Local conservation of mass and entropy are becoming increasingly desirable properties for modern numerical weather and climate models. This work presents a Flux-Form Semi-Lagrangian (FFSL) transport scheme, called SWIFT, that facilitates this conservation for tracer variables, whilst maintaining other vital properties such as preservation of a constant, monotonicity and positivity. Importantly, these properties all hold for large Courant numbers and multi-dimensional flow, making the scheme appropriate for use within a dynamical core which takes large time steps. The SWIFT scheme presented here can be seen as an evolution of the FFSL methods of Leonard et al and Lin and Rood. Two-dimensional and three-dimensional schemes consist of a splitting into a sequence of one-dimensional calculations. The new SWIFT splitting presented here allows monotonic and positivity properties from the one-dimensional calculations to be inherited by the multi-dimensional scheme. These one-dimensional calculations involve separating the mass flux into terms that correspond to integer and fractional parts of the Courant number. Key to achieving conservation is coupling the transport of tracers to the transport of the fluid density, through re-use of the discrete mass flux that was calculated from the fluid density in the transport of the tracers. This work also describes how these properties can still be attained when the tracer is vertically-staggered from the density in a Charney-Phillips grid.

Figures (8)

• Figure 1: An illustration on a two-dimensional mesh of the process used to compute the coordinate of the departure point $x^{dep}_{i+1/2}$, corresponding to the flux point $x_{i+1/2}$. The process involves finding the volume that is swept along coordinate lines over time interval $\Delta t$ through the facet of area $S_{i+1/2}$ at $x_{i+1/2}$. This swept volume is shaded in grey. The departure point is such that the swept volume is equal to $u_{i+1/2}S_{i+1/2}\Delta t$, thus ensuring that \ref{['eqn:dep_point']} is satisfied.
• Figure 2: The final transported fields from the constant velocity test of Section \ref{['sec:test1']}, using a spatially-varying density. These fields are taken from the large Courant number case, with $\Delta t=2$ s. The top row shows fields transported with the COSMIC splitting, while the bottom row contains fields transported with the SWIFT splitting. For the density field $\rho$ (left column) the two splittings give the same result. The central column displays a conservative mixing ratio, with no limiter applied.
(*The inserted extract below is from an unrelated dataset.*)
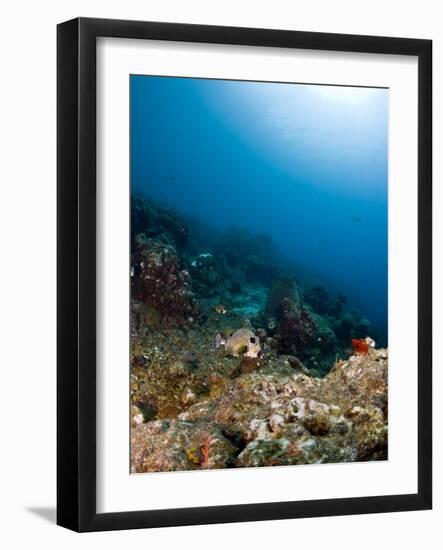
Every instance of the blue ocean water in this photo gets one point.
(307, 164)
The limited tracer (right column) is monotonic with the SWIFT splitting but not with the COSMIC splitting. The density fields are contoured at intervals of $0.05$ kg m$^{-3}$, with the $0.8$ kg m$^{-3}$ contour omitted. The mixing ratio fields have contours every $0.1$ kg kg$^{-1}$, omitting the zero contour. Arrows on the density plots show the direction and magnitude of the transporting velocity.
• Figure 3: The transported fields at the end of the final time step ($t=100$ s) of the non-divergent deformational test of Section \ref{['sec:test2']} with a constant density. These fields are taken from the large Courant number case, with $\Delta t=2$ s. Different rows show the fields transported with the COSMIC splitting and SWIFT splittings. The mixing ratio fields have contours every $0.1$ kg kg$^{-1}$, omitting the zero contour. Arrows on the density plots show the direction and magnitude of the transporting velocity.
• Figure 4: The transported fields at the halfway point ($t=50$ s, top two rows) and at the end of the final time step ($t=100$ s, bottom two rows) of the non-divergent deformational test of Section \ref{['sec:test2']}. These fields are taken from the large Courant number case, with $\Delta t=2$ s. Different rows show the fields transported with the COSMIC splitting and SWIFT splittings. Even under strong deformation, the limited tracer with the SWIFT splitting remains monotonic. The density fields are contoured at intervals of $0.05$ kg m$^{-3}$, with the $0.8$ kg m$^{-3}$ contour omitted. The mixing ratio fields have contours every $0.1$ kg kg$^{-1}$, omitting the zero contour. Arrows on the density plots show the direction and magnitude of the transporting velocity.
• Figure 5: The transported fields at the halfway point ($t=50$ s, top two rows) and end of the final time step ($t=100$ s, bottom two rows) of the divergent test of Section \ref{['sec:test2']}. These fields are taken from the large Courant number case, with $\Delta t=2$ s. Different rows show the COSMIC and SWIFT splittings. The density fields are contoured at intervals of $0.05$ kg m$^{-3}$, with the $0.8$ kg m$^{-3}$ contour omitted. The mixing ratio fields have contours every $0.1$ kg kg$^{-1}$, omitting the zero contour. Arrows on the density plots show the direction and magnitude of the transporting velocity.